Breach of Warranty of Habitability
Real Property Law §235-b provides in pertinent part:
In every written or oral lease or rental agreement for residential premises the landlord or lessor shall be deemed to covenant and warrant that the premises so leased or rented and all areas used in connection therewith in common with other tenants or residents are fit for human habitation and for the uses reasonably intended by the parties and that the occupants of such premises shall not be subjected to any conditions which would be dangerous, hazardous or detrimental to their life, health or safety.N.Y. Real Prop. Law § 235-b (McKinney).

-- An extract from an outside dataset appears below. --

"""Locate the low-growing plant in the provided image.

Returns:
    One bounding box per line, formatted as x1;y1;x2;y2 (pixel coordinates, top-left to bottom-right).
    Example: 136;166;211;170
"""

Read broadly the complaint alleges that plaintiff was unable to use her bathroom for its intended purpose for a substantial period of time and that defendants were on notice of same, therefore the complaint does make out a claim for breach of warranty of habitability. The conditions plaintiff alleges in the complaint constitute a breach of the warranty of habitability and a breach of lease and if established would entitle plaintiff to appropriate damages for the time the conditions existed. Bartley v. Walentas, 78 A.D.2d 310, 312 (1980).
Based on the foregoing, the motion to dismiss the causes of action for breach of warranty of habitability and breach of contract are denied.
CONCLUSION
WHEREFORE it is hereby:
ORDERED that the motion to dismiss is granted in part and the fourth, fifth, and tenth causes of action of the complaint are dismissed; and it is further
ORDERED that defendants are directed to serve an answer to the complaint within 20 days after service of a copy of this order with notice of entry; and it is further
ORDERED that counsel are directed to appear for a virtual preliminary conference in on June 9, 2022, at 11:00 AM; and it is further
ORDERED that, within 20 days from entry of this order, plaintiff shall serve a copy of this order with notice of entry on the Clerk of the General Clerk's Office (60 Centre Street, Room 119); and it is further
ORDERED that such service upon the Clerk shall be made in accordance with the procedures set forth in the Protocol on Courthouse and County Clerk Procedures for Electronically Filed Cases (accessible at the "E-Filing" page on the court's website at the address www.nycourts.gov/supctmanh);]; and it is further
ORDERED that any relief not expressly addressed has nonetheless been considered and is hereby denied; and it is further
ORDERED that this constitutes the decision and order of this court.